If you don't wanna get locked in to John Deere infrastructure I guess don't buy their tractors, fairy easy problem to solve. If you're jailbreaking your tractor then you aren't fussed about warranty, so I guess we can what-if ourselves into a coma.
So, the guys who don't need Deere's infrastructure are still happily using their old trusty IH, Massey, and Deere tractors they bought new in the 70s and 80s. A lot of guys are doing total overhauls on these old tractors because they don't want to deal with the reality of new tractor ownership, namely electronically-controlled engines, exhaust aftertreatment systems, and recurring subscription diagnostic software. The old tractors work, but there is a finite supply of them and some of the parts are no longer available.
For those who have a need for a new tractor, the new tractor warranty is kinda worthless.
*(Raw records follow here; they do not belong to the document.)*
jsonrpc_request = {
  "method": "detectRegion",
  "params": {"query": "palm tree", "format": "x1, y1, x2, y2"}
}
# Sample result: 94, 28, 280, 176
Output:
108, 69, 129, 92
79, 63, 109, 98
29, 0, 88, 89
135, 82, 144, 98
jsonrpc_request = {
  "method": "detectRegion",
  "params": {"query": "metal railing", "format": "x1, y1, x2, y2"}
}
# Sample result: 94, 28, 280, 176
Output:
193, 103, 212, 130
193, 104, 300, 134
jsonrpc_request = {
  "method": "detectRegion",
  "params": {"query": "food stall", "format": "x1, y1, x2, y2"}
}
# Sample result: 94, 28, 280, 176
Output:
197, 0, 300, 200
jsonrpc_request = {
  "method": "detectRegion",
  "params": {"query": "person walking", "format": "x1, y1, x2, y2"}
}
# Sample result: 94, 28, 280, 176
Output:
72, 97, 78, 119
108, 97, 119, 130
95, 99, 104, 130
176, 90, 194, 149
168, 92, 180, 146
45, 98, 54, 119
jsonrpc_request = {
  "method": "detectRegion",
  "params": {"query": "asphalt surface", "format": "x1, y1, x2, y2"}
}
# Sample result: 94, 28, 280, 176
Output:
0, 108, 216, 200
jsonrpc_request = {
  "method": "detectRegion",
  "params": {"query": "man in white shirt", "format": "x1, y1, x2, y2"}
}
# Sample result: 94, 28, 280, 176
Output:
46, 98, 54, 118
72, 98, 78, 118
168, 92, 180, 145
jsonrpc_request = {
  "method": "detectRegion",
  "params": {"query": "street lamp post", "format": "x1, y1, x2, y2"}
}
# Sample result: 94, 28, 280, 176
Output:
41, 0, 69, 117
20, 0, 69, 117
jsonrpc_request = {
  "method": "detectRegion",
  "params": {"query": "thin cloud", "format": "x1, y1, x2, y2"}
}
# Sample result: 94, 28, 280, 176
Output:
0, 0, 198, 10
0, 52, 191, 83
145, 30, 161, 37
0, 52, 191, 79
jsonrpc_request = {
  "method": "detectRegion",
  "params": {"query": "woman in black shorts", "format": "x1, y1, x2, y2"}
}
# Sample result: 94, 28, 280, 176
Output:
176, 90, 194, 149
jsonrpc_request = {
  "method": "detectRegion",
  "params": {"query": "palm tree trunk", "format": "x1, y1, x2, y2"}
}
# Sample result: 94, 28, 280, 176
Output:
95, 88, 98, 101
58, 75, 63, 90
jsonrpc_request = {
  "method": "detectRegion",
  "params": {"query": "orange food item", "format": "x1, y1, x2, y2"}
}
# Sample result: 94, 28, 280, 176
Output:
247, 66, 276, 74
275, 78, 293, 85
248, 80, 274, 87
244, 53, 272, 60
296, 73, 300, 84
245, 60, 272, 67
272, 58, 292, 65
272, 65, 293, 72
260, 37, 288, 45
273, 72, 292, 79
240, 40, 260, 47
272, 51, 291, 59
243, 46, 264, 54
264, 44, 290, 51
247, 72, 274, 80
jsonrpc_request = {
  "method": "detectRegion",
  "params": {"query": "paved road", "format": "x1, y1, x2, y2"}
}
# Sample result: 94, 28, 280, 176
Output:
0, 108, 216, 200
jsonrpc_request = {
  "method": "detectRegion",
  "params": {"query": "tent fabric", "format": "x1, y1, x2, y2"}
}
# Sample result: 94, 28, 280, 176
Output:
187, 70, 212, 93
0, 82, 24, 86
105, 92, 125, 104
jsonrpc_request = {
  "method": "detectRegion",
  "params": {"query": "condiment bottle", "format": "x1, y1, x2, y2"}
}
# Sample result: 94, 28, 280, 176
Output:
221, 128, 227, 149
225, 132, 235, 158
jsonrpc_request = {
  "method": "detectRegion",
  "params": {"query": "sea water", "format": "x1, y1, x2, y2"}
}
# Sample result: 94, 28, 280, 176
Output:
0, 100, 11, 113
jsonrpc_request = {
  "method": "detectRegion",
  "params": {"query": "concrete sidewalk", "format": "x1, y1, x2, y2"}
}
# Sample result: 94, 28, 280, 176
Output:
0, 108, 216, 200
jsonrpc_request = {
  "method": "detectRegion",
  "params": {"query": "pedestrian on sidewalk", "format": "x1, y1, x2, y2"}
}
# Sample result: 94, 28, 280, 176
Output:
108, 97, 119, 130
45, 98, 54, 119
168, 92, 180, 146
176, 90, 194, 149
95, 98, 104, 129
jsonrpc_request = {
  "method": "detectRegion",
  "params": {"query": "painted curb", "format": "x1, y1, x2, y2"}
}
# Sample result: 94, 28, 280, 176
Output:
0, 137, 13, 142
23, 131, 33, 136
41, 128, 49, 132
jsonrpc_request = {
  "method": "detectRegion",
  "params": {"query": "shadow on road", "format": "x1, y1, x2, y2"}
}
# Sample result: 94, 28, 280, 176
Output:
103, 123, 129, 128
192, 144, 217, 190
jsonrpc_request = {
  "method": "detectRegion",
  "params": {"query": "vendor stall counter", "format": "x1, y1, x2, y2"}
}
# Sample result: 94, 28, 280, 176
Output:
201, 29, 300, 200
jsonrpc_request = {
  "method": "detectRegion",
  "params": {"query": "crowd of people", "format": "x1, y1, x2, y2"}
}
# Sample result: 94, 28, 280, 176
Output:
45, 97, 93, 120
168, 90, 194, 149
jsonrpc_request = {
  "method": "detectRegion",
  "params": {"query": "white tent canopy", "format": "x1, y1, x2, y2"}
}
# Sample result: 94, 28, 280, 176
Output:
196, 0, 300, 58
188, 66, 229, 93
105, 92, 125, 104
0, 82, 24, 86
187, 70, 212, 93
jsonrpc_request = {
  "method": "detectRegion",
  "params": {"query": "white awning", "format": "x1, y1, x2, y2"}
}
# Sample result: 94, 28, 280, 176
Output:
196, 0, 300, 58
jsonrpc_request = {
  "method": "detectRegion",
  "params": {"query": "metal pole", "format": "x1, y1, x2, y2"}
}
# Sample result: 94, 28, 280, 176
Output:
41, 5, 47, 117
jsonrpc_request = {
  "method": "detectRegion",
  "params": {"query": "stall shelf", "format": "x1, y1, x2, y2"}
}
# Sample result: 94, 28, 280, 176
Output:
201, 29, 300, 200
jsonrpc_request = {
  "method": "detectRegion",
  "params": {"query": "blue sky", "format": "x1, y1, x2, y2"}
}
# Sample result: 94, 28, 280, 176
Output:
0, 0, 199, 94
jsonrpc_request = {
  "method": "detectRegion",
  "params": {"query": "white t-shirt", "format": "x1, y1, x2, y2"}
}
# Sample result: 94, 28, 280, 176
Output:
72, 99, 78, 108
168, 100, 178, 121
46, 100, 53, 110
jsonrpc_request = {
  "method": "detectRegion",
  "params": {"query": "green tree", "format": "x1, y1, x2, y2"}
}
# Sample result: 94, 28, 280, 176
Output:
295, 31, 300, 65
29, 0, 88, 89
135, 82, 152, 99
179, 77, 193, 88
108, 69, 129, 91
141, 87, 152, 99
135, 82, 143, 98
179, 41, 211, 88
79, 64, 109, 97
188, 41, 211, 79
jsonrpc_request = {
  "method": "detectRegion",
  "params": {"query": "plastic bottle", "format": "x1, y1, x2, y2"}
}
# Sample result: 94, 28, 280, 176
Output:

If your tractor is sitting in the middle of a field broke down for weeks because it won't move because some sensor is reporting a negative condition to the computer, you're kinda screwed. Deere tried to paint this as an emissions tamperproofing measure, but really it was just them trying to lock farmers into using their dealerships for all service and repair.
It's no different than how some people refuse to stop using
Windows XP Windows 7 Windows 10 because they don't want the new thing which is objectively worse than the old thing.